We nemen de weg langs de kust terug naar Savona. Ik had hier nog even de foute gedachte om langs de kust ons ontbijt te nemen. Maar het is zondag! Ondanks het vroege uur staan alle parkings afgeladen vol. Dat is dus even een tegenvaller. We vervolgen onze weg tot Mondovi. Hier is het de bedoeling de kleine grotten Villanova Mondovi te bezoeken. We volgen de pijlen en de weg wordt alsmaar smaller. Het laatste stuk is er net teveel aan. Dit is toch wel net iets te smal. Als ze er nu ook eens een afstand bij zouden zetten. We kunnen dus geen commentaar over de grotten geven.

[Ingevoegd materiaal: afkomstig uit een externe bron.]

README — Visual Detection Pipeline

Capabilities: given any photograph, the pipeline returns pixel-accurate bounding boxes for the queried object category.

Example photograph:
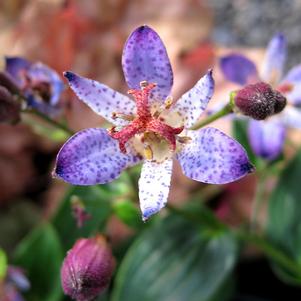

Net voor Barcelonette gaan we dan maar de grens over. Hier zijn we weer een volgend fort liggen.
We gaan weer klimmen en we zijn het nog altijd niet moe. De col de Vars brengt ons weer over de 2000m. Tja, moeten we het nog zeggen?! Geweldige uitzichten met weer alles erop en eraan.
In Guillestre volgen we richting Briançon via de N94. Hier zou een camperplek aan een zwembad zijn. Die is er ook maar ze staat overvol. Er is werkelijk geen plekje meer te vinden. Het is dan ook ontzettend warm. Net als we beslist hebben om hier een camping met zwembad op te zoeken, krijgt kleinzoon een klein accidentje. Gelukkig niks ergs maar we besluiten toch deze trip in te korten en naar huis te rijden.